Two key types of business are expected to comply with ADA regulations. The first fall under Title I and include any company that has over 15 full-time members of staff that are employed and open for business for more than 20 weeks each year. The second type of company covered by the act is termed ‘public accommodation’ and covers businesses such as banks and hotels.
In the 21st century, the act has been taken and applied to areas outside of the physical location of a business as the Internet has developed. Now that the majority of people use the Internet and company websites to find and consume information, the ADA has been used to make sure that websites also meet the standards of the act.
While the act has been used in several court cases, there are currently no specific guidelines on what a website needs to include to be compliant. This means that when building a website, some effort needs to be taken to ensure compliance and to avoid any legal action against you.

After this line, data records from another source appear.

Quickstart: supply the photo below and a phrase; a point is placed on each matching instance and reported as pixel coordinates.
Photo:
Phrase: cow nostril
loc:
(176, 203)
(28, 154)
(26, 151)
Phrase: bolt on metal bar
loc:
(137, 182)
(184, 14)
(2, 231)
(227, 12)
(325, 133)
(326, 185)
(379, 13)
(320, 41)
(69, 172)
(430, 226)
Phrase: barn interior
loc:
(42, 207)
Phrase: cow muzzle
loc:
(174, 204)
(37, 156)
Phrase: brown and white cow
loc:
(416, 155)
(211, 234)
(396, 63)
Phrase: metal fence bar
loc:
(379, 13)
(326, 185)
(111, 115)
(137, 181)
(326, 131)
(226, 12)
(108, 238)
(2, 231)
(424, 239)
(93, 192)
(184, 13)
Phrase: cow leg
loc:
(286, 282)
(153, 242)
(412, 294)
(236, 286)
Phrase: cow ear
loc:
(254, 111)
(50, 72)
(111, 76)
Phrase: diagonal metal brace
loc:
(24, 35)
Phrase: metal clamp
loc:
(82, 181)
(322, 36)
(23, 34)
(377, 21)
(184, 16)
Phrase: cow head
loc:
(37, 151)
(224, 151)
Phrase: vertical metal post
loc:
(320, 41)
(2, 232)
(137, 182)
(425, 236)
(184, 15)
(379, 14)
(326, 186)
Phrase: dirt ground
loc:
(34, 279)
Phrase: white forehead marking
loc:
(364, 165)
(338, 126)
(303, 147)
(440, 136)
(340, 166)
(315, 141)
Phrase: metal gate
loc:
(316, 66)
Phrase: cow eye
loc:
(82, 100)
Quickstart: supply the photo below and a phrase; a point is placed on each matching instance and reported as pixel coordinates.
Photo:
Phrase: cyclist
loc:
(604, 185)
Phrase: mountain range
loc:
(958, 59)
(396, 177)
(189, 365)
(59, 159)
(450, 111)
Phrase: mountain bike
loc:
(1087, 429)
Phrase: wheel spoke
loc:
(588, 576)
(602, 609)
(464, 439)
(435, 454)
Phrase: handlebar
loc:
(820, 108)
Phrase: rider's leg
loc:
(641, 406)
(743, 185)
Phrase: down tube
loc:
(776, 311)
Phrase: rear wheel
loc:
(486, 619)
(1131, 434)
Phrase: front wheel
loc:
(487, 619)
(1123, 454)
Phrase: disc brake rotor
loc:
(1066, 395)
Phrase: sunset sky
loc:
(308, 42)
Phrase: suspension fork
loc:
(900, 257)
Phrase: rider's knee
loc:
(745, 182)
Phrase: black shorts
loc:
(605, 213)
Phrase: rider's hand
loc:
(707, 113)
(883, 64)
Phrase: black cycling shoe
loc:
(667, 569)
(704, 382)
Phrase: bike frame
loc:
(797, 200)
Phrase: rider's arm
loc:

One option to become compliant is to use an ADA compliance tool, which helps to automate and guide what should be included on a website to ensure that the guidelines are being met. There are several top-line suggestions that should be covered as a minimum that these tools will look for.
The first is making sure that all images have alt tags included. These are tags that are added to images that describe what the image is. This is used for people with sight issues that use text to voice software to read a page on the Internet. If an alt tag isn’t used, important information may be missed by these users, which is in breach of the ADA.
The second recommendation is to transcribe any video and audio that appears on the website for those that are hard of hearing or deaf. There are several automated transcription services, but it’s recommended that this is done manually so that no detail is lost.